M$^3$-Med: A Benchmark for Multi-lingual, Multi-modal, and Multi-hop Reasoning in Medical Instructional Video Understanding
Journal:
arXiv
Published Date:
Jul 6, 2025
Abstract
With the rapid progress of artificial intelligence (AI) in multi-modal
understanding, there is increasing potential for video comprehension
technologies to support professional domains such as medical education.
However, existing benchmarks suffer from two primary limitations: (1)

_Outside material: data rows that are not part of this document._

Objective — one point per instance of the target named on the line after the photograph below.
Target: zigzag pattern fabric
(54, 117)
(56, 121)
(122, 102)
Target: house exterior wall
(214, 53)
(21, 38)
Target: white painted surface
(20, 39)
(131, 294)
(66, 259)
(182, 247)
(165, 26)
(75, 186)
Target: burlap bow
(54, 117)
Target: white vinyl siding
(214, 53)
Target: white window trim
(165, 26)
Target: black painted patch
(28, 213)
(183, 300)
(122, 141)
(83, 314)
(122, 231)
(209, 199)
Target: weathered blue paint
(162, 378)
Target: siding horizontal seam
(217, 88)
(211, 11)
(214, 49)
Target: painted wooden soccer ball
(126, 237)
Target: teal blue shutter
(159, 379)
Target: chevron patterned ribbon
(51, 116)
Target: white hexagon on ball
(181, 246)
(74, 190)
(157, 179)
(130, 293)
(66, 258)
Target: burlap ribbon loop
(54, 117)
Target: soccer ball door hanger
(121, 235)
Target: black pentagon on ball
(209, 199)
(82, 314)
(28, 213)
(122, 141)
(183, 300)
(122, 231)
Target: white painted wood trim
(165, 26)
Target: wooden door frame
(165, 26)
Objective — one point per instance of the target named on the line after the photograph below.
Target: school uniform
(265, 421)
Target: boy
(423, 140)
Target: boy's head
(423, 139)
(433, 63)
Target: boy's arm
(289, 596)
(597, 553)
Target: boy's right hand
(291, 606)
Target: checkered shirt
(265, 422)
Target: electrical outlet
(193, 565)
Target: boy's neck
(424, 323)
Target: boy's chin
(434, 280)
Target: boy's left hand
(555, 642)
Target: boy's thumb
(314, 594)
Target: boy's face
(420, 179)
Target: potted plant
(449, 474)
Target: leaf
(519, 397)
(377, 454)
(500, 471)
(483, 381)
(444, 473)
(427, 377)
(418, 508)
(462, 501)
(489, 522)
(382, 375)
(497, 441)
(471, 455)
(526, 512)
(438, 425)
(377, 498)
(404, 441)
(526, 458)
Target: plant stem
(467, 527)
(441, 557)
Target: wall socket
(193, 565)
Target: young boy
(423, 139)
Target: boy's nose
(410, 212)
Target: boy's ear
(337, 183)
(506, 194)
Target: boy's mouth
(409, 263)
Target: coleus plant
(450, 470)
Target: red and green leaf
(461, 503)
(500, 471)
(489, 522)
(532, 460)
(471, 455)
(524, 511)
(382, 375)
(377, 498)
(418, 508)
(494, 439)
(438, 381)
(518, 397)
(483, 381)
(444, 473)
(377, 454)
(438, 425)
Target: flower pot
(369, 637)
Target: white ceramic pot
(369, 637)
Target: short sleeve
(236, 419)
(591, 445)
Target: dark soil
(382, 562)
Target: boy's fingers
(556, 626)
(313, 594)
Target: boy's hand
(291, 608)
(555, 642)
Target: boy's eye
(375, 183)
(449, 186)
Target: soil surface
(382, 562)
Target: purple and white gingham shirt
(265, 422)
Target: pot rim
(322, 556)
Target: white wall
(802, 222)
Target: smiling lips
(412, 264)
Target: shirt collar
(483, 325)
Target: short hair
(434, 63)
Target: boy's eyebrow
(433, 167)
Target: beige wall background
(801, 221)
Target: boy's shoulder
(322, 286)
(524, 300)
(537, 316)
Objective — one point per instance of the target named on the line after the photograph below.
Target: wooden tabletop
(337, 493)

Linguistic Singularity: they are largely confined to English, neglecting the
need for multilingual resources; and (2) Shallow Reasoning: their questions are
often designed for surface-level information retrieval, failing to properly
assess deep multi-modal integration. To address these limitations, we present
M3-Med, the first benchmark for Multi-lingual, Multi-modal, and Multi-hop
reasoning in Medical instructional video understanding. M3-Med consists of
medical questions paired with corresponding video segments, annotated by a team
of medical experts. A key innovation of M3-Med is its multi-hop reasoning task,
which requires a model to first locate a key entity in the text, then find
corresponding visual evidence in the video, and finally synthesize information
across both modalities to derive the answer. This design moves beyond simple
text matching and poses a substantial challenge to a model's deep cross-modal
understanding capabilities. We define two tasks: Temporal Answer Grounding in
Single Video (TAGSV) and Temporal Answer Grounding in Video Corpus (TAGVC). We
evaluated several state-of-the-art models and Large Language Models (LLMs) on
M3-Med. The results reveal a significant performance gap between all models and
human experts, especially on the complex multi-hop questions where model
performance drops sharply. M3-Med effectively highlights the current
limitations of AI models in deep cross-modal reasoning within specialized
domains and provides a new direction for future research.